Your cyber risk toolkit

Proactive management of cyber risk in your business is the best insurance of all. There are some simple steps you can take to mitigate cyber loss. Our toolbox below provides some tips to proactively manage these risks.

Top 5 Cyber security tips

1.

Run a mock data loss exercise and talk with an IT professional about performing a vulnerability test.

2.

Upskill staff on managing cyber risk. Your staff are your best line of defence but can also be your weakest link.

3.

Data recovery is just as important as data backup. Have a plan so you can use your data once you recover it from backup.

4.

Update your devices and your virus protection software. Out of date software is like leaving your house unlocked.

5.

Use complex passwords, like a sentence with a mix of numbers and characters.

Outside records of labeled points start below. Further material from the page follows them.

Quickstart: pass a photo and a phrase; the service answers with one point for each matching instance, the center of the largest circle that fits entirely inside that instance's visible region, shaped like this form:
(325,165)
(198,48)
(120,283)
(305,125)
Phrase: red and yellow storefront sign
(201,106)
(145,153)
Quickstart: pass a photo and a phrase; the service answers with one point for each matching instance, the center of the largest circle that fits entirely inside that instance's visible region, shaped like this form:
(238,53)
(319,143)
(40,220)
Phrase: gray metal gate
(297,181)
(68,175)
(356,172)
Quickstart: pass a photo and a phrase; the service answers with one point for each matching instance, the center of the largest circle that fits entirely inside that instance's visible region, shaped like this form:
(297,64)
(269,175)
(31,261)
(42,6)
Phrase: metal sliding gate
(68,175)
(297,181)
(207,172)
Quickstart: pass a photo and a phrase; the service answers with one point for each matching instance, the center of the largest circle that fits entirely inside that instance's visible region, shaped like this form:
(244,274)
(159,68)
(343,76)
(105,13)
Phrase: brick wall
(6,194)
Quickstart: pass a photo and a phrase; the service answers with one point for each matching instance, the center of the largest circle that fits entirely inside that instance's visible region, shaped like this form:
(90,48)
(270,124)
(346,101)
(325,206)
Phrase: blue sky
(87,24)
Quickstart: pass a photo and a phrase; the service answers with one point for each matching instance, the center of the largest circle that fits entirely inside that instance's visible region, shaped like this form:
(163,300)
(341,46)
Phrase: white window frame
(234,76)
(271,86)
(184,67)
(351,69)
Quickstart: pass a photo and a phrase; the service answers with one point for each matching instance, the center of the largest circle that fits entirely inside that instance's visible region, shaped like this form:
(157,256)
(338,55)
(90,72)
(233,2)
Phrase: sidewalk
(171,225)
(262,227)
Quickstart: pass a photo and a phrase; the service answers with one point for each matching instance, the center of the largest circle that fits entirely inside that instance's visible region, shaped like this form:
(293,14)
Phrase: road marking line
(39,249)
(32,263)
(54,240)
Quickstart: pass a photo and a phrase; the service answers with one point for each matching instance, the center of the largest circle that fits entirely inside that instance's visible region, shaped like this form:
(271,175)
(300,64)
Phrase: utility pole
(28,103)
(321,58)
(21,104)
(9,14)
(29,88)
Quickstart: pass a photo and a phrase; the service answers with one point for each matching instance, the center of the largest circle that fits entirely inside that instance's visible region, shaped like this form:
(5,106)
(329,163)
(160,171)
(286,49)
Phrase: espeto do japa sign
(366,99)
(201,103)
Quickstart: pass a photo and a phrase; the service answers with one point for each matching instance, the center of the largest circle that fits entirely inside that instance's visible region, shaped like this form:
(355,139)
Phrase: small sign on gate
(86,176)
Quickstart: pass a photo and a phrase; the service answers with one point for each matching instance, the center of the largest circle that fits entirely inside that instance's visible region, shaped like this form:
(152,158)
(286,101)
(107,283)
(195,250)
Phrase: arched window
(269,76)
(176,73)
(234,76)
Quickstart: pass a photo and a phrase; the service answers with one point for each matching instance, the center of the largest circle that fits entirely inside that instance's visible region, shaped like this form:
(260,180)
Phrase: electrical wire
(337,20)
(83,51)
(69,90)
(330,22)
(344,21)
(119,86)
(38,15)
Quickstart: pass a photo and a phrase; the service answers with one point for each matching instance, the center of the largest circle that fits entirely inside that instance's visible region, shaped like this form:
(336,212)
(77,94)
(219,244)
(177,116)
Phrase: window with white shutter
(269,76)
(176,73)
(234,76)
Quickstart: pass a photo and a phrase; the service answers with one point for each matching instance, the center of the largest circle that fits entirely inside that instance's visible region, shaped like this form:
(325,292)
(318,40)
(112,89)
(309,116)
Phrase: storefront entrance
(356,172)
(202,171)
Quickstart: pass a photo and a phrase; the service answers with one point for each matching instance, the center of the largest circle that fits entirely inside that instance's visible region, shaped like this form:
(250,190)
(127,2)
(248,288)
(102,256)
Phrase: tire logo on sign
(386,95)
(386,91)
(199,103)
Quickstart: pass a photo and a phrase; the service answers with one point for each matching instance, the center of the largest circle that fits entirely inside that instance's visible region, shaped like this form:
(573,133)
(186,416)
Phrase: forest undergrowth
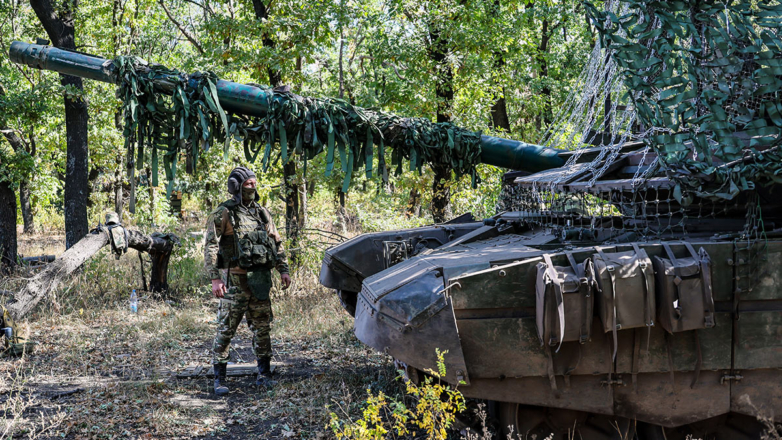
(100,371)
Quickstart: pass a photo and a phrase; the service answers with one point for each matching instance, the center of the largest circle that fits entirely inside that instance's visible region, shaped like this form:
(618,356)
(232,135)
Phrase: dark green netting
(189,118)
(706,76)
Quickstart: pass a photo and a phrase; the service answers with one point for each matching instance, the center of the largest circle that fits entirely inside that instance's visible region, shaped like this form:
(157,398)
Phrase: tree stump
(158,246)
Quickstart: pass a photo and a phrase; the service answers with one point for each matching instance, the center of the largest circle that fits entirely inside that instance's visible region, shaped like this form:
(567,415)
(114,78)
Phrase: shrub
(434,410)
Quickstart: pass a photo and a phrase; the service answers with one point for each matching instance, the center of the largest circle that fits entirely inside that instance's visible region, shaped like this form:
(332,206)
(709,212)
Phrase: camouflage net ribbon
(192,119)
(705,76)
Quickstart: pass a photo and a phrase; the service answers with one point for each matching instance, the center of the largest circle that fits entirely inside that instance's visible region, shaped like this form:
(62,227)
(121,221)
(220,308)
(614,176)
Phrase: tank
(470,289)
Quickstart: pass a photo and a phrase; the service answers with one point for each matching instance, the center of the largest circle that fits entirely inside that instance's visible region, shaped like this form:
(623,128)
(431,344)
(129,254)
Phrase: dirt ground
(100,371)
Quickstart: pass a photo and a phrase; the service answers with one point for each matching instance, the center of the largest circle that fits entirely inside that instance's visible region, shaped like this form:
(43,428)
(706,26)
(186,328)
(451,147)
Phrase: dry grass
(100,371)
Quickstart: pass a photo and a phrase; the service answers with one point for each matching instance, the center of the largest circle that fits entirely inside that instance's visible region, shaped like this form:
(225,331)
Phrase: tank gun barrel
(254,101)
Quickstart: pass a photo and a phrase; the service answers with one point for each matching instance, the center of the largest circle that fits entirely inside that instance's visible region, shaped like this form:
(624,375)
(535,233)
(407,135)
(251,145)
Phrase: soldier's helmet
(236,179)
(112,218)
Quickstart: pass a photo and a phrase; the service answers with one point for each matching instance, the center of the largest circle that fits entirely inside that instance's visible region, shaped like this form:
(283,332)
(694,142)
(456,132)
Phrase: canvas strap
(677,281)
(552,273)
(698,361)
(612,276)
(583,289)
(669,349)
(550,368)
(708,298)
(636,357)
(648,318)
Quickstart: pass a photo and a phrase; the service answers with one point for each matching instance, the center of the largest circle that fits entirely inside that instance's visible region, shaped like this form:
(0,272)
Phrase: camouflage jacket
(219,224)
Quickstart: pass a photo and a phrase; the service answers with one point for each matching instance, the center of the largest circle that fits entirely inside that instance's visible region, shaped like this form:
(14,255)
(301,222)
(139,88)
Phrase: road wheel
(527,421)
(724,427)
(348,300)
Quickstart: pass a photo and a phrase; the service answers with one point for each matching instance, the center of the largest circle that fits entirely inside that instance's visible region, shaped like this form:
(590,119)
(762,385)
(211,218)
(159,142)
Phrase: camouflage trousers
(248,295)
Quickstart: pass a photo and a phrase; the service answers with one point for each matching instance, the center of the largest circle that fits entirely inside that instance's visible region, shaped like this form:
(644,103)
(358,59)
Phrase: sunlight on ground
(100,371)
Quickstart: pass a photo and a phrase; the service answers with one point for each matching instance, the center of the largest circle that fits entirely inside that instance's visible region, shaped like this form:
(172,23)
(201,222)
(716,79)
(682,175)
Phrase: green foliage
(372,54)
(699,73)
(434,410)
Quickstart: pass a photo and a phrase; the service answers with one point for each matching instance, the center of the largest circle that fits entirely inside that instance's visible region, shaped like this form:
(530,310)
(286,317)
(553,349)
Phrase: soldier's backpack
(564,301)
(626,283)
(684,290)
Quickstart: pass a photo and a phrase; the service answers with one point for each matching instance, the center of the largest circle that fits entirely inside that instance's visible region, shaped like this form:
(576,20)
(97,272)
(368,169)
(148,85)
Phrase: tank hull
(475,298)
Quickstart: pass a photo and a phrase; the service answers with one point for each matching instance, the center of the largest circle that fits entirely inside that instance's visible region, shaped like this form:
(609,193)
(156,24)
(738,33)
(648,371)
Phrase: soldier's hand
(218,288)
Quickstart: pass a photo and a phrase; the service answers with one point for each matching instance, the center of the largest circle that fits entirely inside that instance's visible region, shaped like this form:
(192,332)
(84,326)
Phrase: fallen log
(159,246)
(39,259)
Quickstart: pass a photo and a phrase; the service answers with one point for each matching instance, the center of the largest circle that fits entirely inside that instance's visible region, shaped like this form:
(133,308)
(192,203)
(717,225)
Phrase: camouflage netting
(705,76)
(191,120)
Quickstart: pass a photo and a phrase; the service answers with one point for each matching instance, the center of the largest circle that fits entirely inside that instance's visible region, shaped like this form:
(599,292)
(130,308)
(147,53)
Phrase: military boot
(265,373)
(220,371)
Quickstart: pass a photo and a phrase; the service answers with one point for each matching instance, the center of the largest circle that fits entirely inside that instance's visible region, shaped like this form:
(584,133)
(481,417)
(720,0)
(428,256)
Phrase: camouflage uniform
(248,292)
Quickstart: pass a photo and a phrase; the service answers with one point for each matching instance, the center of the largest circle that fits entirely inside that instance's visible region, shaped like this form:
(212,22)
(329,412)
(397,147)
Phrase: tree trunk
(159,248)
(27,209)
(303,205)
(7,227)
(499,110)
(262,13)
(291,207)
(8,243)
(59,25)
(438,51)
(119,192)
(545,36)
(441,193)
(413,204)
(342,215)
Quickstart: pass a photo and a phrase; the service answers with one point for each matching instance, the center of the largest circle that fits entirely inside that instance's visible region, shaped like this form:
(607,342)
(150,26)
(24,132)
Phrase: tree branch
(39,286)
(52,23)
(190,37)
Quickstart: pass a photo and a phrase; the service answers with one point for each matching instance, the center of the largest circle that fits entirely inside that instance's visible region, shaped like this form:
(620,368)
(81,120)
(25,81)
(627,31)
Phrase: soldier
(241,238)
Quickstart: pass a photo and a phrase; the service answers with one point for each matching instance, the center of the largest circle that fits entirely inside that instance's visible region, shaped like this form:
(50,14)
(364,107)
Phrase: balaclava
(236,180)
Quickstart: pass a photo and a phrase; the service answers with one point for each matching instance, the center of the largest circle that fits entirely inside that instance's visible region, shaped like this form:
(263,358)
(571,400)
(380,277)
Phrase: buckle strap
(559,300)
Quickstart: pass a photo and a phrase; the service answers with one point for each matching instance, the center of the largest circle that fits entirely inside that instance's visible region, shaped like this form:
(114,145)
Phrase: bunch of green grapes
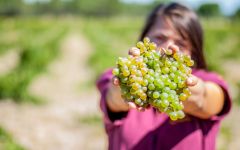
(155,77)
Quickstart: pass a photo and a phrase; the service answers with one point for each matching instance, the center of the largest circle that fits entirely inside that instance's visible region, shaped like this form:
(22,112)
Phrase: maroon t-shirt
(152,130)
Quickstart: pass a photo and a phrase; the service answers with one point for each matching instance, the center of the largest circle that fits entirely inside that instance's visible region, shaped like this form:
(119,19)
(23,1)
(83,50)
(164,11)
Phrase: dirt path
(56,125)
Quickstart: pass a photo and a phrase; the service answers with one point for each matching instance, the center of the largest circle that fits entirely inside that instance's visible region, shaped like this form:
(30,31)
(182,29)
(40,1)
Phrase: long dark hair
(186,22)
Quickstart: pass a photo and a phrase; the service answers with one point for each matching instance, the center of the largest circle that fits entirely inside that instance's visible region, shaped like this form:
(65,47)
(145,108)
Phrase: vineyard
(49,66)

Be prepared - not surprised

All businesses, whether large or small, face increasing volumes of hacking attempts, malware, and other targeted attacks. In addition to malicious attempts, there is also risk from simple human error or hardware failure - for example an employee accidentally emailing confidential information, or a power surge causing damage to crucial data. Know your risks in advance and take steps to manage them.

Cyber security tips

To ensure all devices and computers meet a strong password protection level you should:

  • Encourage your staff to use a sentence as their password. The lyrics from your favourite song are easy to remember.
  • Use a mixture of upper and lower case, numbers, and special characters such as Herec0mesthesun2345! The most common password in the world is password123 so we suggest you think of something a bit different.
  • Keep your password private.
  • Investigate a professional service such as 'Last Pass' if you must store passwords in some form. Never keep a list of passwords in unlocked documents.
  • Change your password regularly. Especially if you suspect someone else has been using it.

Backing up your data is only worthwhile if your business can recover and use it. To ensure your business is up and running as quickly as possible:

  • Have a robust automated off-site backup process that isn't a colleague taking a hard-drive home each night.
  • Make sure that backups are supported by an effective data recovery procedure. Too many businesses have a backup but no way of recovering the data.
  • Run a recovery data drill making sure it works before you need it.
  • Discuss with your suppliers the lead times involved in getting hardware (eg servers and computers) delivered, and how long it will take to setup and configure your mission critical software.
  • Ensure your IT provider commits to the lead times discussed with a service level agreement.
  • Use Recovery Software such as StorageCraft so that you can restore data and software to the state it was prior to the loss. These types of software can also allow you to restore from a specific point in time.

Limit the volume of cyber security weak spots that connected devices represent by:

  • Only allowing authorised devices (computers, mobile phones, laptops, tablets etc.) to be used for business purposes and accessing emails.
  • Maintaining close control on devices that staff take home or that can get lost. Ensure that in the event of a device being lost that there is a password or encryption of the data.
  • Activating GPS tracking if this functionality is available on the device.
  • Using manufacturers security settings to lock devices, find devices or remotely wipe data.
  • Setting up a data wipe default on portable devices if an incorrect password is entered a significant number of consecutive times such as 10 or more.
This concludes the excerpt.